To generate a source file for those same models, but also pulling all dependent models as well:

docker run --rm plotter/schemaorg-pydantic --greedy Product Brand > greedy_models.py
# The generated file's size is 2.2M !

To generate a source file for all of the models possibly contained within the schema.org vocabulary:

docker run --rm plotter/schemaorg-pydantic all > all_models.py
# The generated file's size is 16M !!!

Answers to imaginary questions

Is it any good?

Pydantic is excellent. This thing, I'll need to test for a while and see. It'll probably come down to manually editing the generated source files and then pondering whether doing it all manually was more sensible in the end.

Is there something similar to this that's more mature?

Yes. If you're interested in schema.org, there's openschemas' schemaorg library. It doesn't generate pydantic models, but does many wonderful things like custom schema generation.

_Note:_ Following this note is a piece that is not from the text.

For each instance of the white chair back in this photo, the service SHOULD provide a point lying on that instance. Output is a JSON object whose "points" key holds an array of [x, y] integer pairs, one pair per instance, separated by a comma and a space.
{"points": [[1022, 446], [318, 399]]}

Plus, it should be simple to create pydantic models from Schema objects through pydantic's create_model function.

If you're more interested in simply encoding models externally and generating pydantic source files, then there's datamodel-code-generator.

What's with the weird locals().update() thing at the end of each model?

This is simply a means to disambiguate models, inspired by JSON-LD's type markers. The reason it's written horrendously like that is because pydantic's aliases didn't quite work on the disambiguation part (I don't know why), and I really wanted a field named @type, which isn't a valid python variable name. Hence the local namespace injection and not simply a:

type_: Literal["Thing"] = Field("Thing", alias="@type", const="Thing")

I tried that, but it didn't pass the disambiguation tests.

Why generate source code through string templates?

It's just easier to do than AST assembly. Plus, the ast.unparse() doesn't quite generate readable code.